In order to improve lithium-ion batteries, IRIG researchers are replacing the graphite of the negative electrode with silicon-based materials that can store much more lithium. These new nano-architected composite materials are made up of active domains of Si-amorphous and crystalline FeSi2 nanoparticles dispersed in a graphite matrix. They are studying the ageing phenomenon of these anodes capable of withstanding 700 cycles with a capacity of nearly 70%.

Published on 21 September 2020
Lithium-ion batteries play a central role in the development of numerous industrial applications such as electrified transport or the storage of intermittent renewable energies. Improving their performance, in particular their energy density and cycling stability, has become a major scientific and economic challenge. In the negative electrode (anode), lithium is alternately stored during charging, then released when the battery is discharged. At present, its standard material is graphite. One promising direction would be to replace it with silicon-based materials. Indeed, for an equivalent mass, silicon can store much more lithium than graphite, which translates into a better theoretical capacity for the battery (approximately 3600 vs. 372 mAh/g). Unfortunately, this is combined with major degradation problems linked to mechanical expansion (about 300% for pure Si) and the strong reactivity of Si leading to the formation of inert compounds, which will trap part of the lithium, and thus limit the cycling capacities.

Within the framework of the European project Sintbat carried out in collaboration with the CEA-Liten and various industrial partners (such as Varta), teams from the IRIG have been studying these silicon degradation mechanisms and ways to limit them. This research is based on the unique combination of structural characterisation techniques available at the Modeling and Exploration of Materials (MEM) laboratory and on large instruments (notably the ESRF). Thus, the combination of electron microscopy and electron energy loss spectroscopy (STEM-EELS) at the atomic scale, X-ray diffraction and NMR and XPS spectroscopy make it possible to apprehend phenomena at all relevant scales.
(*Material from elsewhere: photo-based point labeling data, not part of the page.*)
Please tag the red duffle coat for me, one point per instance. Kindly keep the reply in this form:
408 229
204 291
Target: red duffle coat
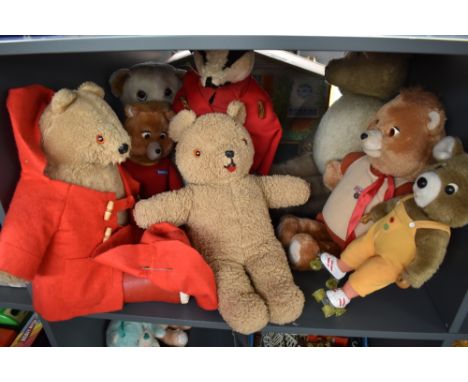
262 122
53 235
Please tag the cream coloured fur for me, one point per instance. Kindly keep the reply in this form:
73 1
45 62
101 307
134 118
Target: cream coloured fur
69 128
227 218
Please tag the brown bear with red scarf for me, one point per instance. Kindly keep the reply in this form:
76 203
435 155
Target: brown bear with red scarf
396 147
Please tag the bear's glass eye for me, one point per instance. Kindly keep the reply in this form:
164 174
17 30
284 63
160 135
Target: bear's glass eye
394 131
141 95
451 188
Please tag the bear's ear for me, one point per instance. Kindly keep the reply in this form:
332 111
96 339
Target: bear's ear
436 121
447 148
117 80
180 73
62 100
92 88
180 123
236 110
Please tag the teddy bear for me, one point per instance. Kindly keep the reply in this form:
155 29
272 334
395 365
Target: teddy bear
397 146
148 81
66 228
226 214
408 239
149 162
143 334
222 76
366 80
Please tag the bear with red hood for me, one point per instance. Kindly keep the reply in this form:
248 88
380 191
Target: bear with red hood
223 76
67 229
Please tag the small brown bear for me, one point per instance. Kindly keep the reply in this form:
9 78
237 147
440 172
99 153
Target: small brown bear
149 162
226 213
408 241
397 146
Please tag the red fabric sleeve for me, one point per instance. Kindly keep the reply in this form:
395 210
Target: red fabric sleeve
31 221
349 159
266 131
177 105
404 189
175 180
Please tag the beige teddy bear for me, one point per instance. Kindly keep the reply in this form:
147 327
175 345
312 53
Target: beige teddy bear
226 213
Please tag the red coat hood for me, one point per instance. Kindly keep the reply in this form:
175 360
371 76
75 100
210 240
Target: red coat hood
26 106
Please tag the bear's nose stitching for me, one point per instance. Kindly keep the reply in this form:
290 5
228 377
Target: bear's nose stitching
422 182
123 148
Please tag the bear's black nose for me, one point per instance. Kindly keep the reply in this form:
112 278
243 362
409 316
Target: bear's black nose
421 182
209 82
123 148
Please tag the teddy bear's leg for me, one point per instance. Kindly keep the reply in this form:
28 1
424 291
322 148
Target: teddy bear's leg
239 305
306 245
272 279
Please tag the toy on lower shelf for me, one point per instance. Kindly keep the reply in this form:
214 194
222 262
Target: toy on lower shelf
29 333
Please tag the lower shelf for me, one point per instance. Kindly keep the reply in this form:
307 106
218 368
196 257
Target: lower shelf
390 313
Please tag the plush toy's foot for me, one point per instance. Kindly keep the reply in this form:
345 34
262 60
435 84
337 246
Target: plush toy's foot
337 298
302 250
174 337
286 306
330 263
245 313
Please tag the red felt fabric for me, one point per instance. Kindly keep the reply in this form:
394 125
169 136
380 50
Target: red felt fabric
54 230
265 130
160 177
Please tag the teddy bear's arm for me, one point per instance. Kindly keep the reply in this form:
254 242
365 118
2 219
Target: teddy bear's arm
431 248
382 209
284 191
172 207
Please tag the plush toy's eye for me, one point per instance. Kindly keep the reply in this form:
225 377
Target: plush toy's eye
141 95
394 131
451 188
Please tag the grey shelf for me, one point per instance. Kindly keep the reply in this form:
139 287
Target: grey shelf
16 298
390 313
76 44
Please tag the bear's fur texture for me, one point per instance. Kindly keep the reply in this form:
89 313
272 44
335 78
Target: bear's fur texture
226 213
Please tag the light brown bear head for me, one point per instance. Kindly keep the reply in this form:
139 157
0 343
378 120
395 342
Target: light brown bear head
80 128
214 148
149 81
220 67
148 124
442 190
400 139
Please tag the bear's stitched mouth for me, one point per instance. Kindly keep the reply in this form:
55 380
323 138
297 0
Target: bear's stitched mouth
231 167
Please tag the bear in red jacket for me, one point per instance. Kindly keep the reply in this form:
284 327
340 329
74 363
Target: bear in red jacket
149 161
223 76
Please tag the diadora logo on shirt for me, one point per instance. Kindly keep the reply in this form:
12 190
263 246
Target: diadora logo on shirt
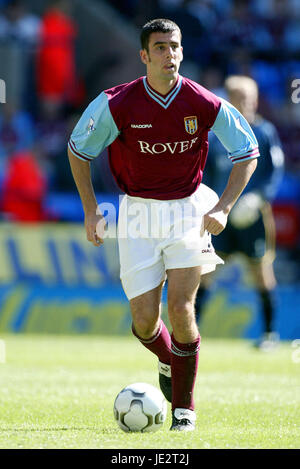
141 126
172 147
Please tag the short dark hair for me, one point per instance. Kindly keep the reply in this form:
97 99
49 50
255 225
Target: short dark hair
159 25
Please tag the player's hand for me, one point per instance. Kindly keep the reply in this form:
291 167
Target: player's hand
215 221
95 228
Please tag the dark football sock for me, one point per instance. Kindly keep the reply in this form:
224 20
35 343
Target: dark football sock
160 343
267 308
184 365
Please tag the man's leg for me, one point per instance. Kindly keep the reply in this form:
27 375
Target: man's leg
151 331
265 282
182 288
201 295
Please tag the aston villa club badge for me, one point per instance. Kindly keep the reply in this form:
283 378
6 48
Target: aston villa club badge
191 124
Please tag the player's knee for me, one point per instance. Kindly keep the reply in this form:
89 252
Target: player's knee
145 326
180 310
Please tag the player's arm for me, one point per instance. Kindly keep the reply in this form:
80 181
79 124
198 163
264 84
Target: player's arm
236 135
94 221
216 219
94 131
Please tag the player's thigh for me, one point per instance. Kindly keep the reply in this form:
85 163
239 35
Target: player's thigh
182 288
146 308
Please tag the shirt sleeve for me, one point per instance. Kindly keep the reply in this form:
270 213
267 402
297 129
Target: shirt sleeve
235 133
95 130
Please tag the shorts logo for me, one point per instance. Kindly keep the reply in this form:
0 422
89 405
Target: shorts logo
91 127
191 124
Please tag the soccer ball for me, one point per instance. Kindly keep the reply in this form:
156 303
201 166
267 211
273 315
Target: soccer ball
140 407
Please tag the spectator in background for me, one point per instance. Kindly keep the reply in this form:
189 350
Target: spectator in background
251 228
57 79
16 133
24 188
52 131
19 25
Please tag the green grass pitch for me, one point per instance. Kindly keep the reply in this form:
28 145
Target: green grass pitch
58 392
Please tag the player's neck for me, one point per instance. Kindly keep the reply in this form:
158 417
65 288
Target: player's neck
162 86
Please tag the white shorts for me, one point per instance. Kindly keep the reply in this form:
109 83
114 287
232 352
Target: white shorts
155 236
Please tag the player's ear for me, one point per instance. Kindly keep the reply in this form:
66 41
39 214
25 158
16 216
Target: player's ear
144 56
181 48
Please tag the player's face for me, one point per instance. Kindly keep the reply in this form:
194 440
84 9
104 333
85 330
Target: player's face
164 55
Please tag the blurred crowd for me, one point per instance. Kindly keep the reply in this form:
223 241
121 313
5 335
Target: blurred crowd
251 37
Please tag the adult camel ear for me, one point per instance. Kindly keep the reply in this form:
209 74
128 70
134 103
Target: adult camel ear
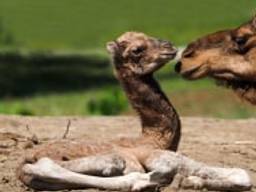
112 47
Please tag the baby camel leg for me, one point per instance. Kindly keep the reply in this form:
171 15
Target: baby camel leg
48 175
167 165
100 165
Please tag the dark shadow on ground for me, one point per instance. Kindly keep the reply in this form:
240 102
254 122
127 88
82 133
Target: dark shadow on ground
42 73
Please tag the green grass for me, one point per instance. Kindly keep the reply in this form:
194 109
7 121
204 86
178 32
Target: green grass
86 26
199 98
Researchers from the MEM and SyMMES laboratories have recently been able to demonstrate the interest of using new nano-architectured materials composed of active amorphous silicon domains - and crystalline FeSi2 nanoparticles dispersed in a graphite matrix. This hierarchical architecture improves long-term mechanical and cycling stability. The researchers propose an aging model at the nanometric scale (Figure) to describe the evolution of the alloy during lithiation and thus explain the aging process after hundreds of cycles. During the volumetric variations due to lithiation/delithiation, the morphology of the a-Si/c-FeSi2 alloy evolves from a core-shell structure (Figure A) to a tree-branch structure (Figure B) in which the continuous network of active a-Si remains intact, yielding capacity retention of nearly 70% after 700 cycles.

These results provide substantial knowledge on aging mechanisms which are essential to optimize the design of alloy-based active materials and electrode formulation. 
 

Schematic of the lithiation mechanism of the dual‐phase a‐Si/c‐FeSi2 alloy particles over extended cycling. Different steps determine how the a‐Si/c‐FeSi2 alloy evolves upon lithiation, only the first and last of which are represented. Successive lithiations lead to the formation of the new phases (LixSiOy), and ultimately to the evolution towards a tree branch structure (after around 300–700 cycles) with an heterogeneous Li–Si rich thick solid electrolyte interphase (SEI). In this structure, the core is preserved, which explains the longevity of the batteries.

This study involved several IRIG teams: SGX, LEMMA and NRS teams from the Modeling and Exploration of Materials (MEM) laboratory, and the STEP team from the Molecular Systems and nanoMaterials for Energy and Health (SyMMES) laboratory.